While grocery shopping as a kid, my mom would sometimes send my sister and me to the cereal aisle to choose a “healthy” cereal. In our family that meant that Sugar couldn’t be the first or second ingredient on the list.
Ingredients -both for foods and personal care products- are given in descending order by weight. In other words, a product is mostly those ingredients at the top, and least of those at the bottom.
So will the “healthy cereal method” hold up when buying any product . . . say toothpaste. If the first two ingredients aren’t toxic, it’s a good buy?
No, this is where the “cereal method” fails.
We are now learning that even those ingredients in small amounts -at the end of the list- are also absorbed through the skin, and can possibly stay inside your body for a very long time, imitating hormones and being stored as toxins in fatty tissue.
For example, parabens -an “end of list” synthetic preservative- has been found in 89% of breast cancers in a recent US study. This doesn’t prove the cause of this widespread disease, but until further research is done, it only makes sense to avoid it completely. Afterall, incidence of breast cancer continues to rise, regardless of early detection and awareness.
Read the entire product label, including ingredients from top to bottom.
In food products, the words Made with Organic Ingredients mean the final product must be at least 70% organic.
The FDA Certified Organic seal can only appear on a product which has been inspected by a certified agency to be at least 95% organic, or if produce, grown and handled in compliance with all FDA Organic farming standards.
Until a few years ago, personal care products were allowed to qualify for the FDA Certified Organic seal; now they are not as this has been restricted for food use only. The words “organic” and “natural” can be used indiscriminately. However, there are lots of great organic products out there, and if a company has cared enough to go the distance and produce it organically, you can bet that they’ll be trumpeting it all over their packaging! (They should note which ingredients are organically produced.)
Read where the product was manufactured. Manufacturing practices in the US are some of the best in the world, but not so for lesser developed countries, or those in political upheaval. A recent episode of pet-food poisoning from food manufactured in China was a tragedy for many pet owners, and raised serious concerns about chocolate also manufactured in that country with some of the same ingredients (powdered milk).

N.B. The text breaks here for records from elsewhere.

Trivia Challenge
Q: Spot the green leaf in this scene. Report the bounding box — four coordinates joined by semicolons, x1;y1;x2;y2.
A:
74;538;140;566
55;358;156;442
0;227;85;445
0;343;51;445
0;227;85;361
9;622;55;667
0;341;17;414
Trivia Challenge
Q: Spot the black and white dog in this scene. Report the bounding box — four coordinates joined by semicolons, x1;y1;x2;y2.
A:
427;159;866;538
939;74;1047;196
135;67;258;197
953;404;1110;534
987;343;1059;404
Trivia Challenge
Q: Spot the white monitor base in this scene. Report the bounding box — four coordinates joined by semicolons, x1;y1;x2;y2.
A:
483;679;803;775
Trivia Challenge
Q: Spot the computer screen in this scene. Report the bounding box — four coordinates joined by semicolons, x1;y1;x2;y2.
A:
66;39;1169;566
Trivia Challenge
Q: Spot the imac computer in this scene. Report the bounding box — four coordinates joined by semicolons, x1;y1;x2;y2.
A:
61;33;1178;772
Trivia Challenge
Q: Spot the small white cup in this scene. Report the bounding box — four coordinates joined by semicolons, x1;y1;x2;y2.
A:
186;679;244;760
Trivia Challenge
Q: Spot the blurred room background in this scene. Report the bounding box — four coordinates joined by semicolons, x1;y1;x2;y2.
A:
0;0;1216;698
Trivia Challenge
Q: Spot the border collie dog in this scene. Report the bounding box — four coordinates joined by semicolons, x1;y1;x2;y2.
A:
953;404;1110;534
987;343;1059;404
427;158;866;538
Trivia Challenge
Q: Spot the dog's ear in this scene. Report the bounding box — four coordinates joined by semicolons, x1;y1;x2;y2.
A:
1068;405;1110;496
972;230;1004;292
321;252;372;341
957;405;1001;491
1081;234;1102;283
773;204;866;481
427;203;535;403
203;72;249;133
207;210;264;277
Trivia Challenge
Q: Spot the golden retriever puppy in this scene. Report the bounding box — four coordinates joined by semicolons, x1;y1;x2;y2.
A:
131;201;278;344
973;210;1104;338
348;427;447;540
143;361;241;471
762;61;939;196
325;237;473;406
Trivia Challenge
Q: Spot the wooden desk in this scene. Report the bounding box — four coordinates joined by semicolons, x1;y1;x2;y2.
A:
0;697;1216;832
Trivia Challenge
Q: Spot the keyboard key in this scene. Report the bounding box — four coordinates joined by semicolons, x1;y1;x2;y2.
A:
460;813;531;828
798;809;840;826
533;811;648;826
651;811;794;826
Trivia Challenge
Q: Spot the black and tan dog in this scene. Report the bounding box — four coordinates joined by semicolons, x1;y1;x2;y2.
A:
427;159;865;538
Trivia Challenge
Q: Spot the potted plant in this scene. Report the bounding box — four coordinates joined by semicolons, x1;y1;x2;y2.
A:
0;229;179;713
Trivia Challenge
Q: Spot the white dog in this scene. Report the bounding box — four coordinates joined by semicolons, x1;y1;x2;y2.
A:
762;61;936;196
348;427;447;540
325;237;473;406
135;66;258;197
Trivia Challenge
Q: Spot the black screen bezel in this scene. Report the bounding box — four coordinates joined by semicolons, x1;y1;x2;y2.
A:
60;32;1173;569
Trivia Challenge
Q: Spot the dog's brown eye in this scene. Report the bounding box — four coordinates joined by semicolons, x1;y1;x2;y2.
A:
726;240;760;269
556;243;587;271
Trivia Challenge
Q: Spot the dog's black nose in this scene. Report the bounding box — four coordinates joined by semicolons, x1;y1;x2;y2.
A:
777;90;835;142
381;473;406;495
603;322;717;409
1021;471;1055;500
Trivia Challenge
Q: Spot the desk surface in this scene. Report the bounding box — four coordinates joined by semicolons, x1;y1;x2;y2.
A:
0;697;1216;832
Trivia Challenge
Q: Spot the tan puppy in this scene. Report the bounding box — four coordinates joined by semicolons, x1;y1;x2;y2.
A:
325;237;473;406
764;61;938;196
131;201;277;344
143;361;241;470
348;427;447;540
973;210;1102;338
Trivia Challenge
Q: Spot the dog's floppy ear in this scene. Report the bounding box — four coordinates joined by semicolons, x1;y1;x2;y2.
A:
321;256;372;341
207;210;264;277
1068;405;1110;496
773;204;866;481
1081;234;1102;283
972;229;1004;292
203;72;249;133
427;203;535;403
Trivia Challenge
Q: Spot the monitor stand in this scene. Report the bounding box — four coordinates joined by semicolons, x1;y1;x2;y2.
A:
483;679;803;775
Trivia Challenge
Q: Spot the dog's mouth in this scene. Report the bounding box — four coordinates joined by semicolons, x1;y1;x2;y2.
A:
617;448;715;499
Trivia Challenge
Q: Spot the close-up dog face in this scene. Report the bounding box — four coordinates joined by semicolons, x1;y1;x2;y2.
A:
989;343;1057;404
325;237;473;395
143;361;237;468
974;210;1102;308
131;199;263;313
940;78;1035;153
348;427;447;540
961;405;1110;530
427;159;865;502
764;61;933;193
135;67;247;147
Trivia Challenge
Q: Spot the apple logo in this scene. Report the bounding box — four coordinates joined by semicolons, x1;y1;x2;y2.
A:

If you have questions about one or more of the ingredients, dig a little deeper. Many products have a hotline number or website listed on the product; don’t be afraid to call and quiz them.
Check chemical ingredients on the Environmental Working Group’s cosmetic safety database called Skin Deep. They have toxicity ratings on almost every chemical out there, as well as ratings on specific products.
Visit the Environmental Working Group for resources such as print-and-clip guides for pesticides in produce, and databases giving scores to personal care and household cleaning products.